Migrantenradler: Bunt und mobil auf dem Rad

Quelle: IGD

Wir, die Iranische Gemeinde in Deutschland e.V. (IGD), feiern 70 Jahre Grundgesetz und 30 Jahre Mauerfall. Zusammen mit mehr als 15 weiteren Migrantenorganisationen und dem Bundesamt für Migration und Flüchtlinge (BAMF) veranstalten wir zu diesem Anlass vom 02. bis 4. September 2019 eine Fahrradtour durch Berlin und Brandenburg – unter dem Titel „Migrantenradler: Bunt und mobil“.

Die Radtour findet vom 02. bis 4. September statt, doch die einzelnen Teilnehmer können abends nach Hause fahren.
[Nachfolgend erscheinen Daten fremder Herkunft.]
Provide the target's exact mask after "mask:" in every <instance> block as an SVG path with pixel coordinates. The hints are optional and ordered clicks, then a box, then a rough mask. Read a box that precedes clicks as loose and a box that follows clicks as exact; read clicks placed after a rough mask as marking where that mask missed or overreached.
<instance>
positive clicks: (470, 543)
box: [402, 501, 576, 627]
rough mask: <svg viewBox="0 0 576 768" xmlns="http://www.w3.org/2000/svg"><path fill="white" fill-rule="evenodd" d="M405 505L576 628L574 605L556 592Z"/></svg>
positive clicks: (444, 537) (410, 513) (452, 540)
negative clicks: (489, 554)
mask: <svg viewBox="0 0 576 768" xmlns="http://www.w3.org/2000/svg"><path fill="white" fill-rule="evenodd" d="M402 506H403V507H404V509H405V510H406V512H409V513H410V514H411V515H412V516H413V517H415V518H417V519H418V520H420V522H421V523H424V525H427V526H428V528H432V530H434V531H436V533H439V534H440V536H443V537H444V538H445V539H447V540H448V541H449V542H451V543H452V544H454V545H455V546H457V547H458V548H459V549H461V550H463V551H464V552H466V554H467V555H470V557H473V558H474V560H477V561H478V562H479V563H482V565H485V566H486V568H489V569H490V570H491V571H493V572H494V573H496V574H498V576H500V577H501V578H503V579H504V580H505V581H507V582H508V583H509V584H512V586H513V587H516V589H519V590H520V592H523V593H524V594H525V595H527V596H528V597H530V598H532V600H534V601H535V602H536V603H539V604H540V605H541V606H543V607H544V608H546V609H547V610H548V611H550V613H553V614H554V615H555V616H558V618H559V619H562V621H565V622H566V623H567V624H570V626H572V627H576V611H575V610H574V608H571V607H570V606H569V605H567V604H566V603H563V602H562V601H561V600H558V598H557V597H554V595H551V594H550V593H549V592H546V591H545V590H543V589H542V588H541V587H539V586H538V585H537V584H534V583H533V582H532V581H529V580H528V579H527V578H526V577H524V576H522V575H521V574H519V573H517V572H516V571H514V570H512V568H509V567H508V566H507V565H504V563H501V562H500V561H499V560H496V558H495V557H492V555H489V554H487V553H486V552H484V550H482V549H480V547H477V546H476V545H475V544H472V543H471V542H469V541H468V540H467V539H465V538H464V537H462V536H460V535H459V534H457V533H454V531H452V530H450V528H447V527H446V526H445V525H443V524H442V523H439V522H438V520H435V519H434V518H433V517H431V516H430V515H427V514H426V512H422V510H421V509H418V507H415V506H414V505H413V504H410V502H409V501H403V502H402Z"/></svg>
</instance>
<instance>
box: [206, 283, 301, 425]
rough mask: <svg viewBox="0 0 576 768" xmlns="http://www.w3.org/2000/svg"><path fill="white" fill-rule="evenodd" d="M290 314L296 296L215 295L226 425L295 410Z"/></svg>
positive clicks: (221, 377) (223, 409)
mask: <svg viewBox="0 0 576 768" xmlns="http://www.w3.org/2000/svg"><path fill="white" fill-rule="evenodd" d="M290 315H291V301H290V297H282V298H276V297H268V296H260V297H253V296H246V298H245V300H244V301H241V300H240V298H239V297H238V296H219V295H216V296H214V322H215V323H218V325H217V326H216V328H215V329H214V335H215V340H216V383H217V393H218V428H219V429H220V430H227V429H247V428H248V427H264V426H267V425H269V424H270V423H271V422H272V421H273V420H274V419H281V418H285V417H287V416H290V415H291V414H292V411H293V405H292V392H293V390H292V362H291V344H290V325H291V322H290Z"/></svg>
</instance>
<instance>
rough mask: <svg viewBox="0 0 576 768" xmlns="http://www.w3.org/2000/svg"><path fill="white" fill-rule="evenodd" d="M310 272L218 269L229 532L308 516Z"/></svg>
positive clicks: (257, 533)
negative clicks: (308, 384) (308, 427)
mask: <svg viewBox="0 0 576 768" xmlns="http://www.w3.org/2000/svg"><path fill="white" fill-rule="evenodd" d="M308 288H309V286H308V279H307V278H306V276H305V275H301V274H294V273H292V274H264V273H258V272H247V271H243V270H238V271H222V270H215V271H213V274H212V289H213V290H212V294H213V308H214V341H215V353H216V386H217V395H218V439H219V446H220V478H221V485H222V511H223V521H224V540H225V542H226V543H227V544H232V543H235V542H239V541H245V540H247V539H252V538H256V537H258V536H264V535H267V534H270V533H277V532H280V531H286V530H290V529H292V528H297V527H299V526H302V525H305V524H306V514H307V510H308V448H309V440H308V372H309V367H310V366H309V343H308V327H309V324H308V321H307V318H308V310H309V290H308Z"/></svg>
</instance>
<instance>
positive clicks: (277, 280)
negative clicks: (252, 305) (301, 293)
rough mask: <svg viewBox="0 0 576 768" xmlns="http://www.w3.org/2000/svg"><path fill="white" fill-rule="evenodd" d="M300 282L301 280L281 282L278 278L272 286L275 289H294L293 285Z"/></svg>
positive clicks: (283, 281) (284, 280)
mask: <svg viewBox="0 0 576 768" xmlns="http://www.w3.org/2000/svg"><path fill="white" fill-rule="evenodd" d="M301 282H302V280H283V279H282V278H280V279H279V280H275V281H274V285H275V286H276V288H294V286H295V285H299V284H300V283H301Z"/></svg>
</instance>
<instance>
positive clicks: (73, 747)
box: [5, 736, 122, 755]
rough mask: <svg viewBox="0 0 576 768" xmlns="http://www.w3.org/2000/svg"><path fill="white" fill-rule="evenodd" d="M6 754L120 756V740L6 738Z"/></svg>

Somit hat jeder Teilnehmer die Möglichkeit auch nur an einem Tag oder an zwei Tagen teilzunehmen.

BAMF Vizepräsidentin Andrea Schumacher zu Gast

Wir laden Sie herzlich zur Eröffnungsfeier der Fahrradtour ein: Am Montag den 02. September 2019 um 9:30 Uhr auf dem Nikolsburger Platz in Charlottenburg-Wilmersdorf, direkt neben dem Pangea-Haus: dem interkulturellen Begegnungszentrum Berlins. Hier wird auch die Vizepräsidentin des BAMF, Frau Andrea Schumacher, vor Ort sein, die Fahrradtour eröffnen und auch selbst die erste Etappe mitfahren.

Die Route der Fahrradtour

Die Fahrt wird auf der 20. Etappe des Deutschen Einheitsradwegs beginnen und führt am Mauerradweg nach Beelitz. Während der viertägigen Tour machen die Migrantenradler an mehreren Stationen halt, neben Beelitz auch in Luckenwalde und Königswusterhausen, um mit Bürgermeistern, Gemeinderäten und Bürgern ein offenes Gespräch über die Themen Migration und Flucht zu führen. Unter den Teilnehmer*innen der Radtour sind diverse Vereinsvertreter*innen, Medienvertreter*innen sowie weitere Unterstützer*innen der IGD in Berlin.

Ein bedeutendes Thema für viele „Migranten“

Migranten, die vor Jahrzehnten als Arbeitskräfte nach Deutschland eingewandert sind, schätzen das deutsche Grundgesetz als Garant für Menschen- und Grundrechte sowie Rechtsstaatlichkeit. Sie partizipieren an den Möglichkeiten der freiheitlich-demokratischen Grundordnung, wissen aber auch dass Freiheit und Demokratie immer wieder auf das Neue verteidigt werden müssen. Aus diesem Grund können die meisten von ihnen die historische Tragweite der Wiedervereinigung nachvollziehen.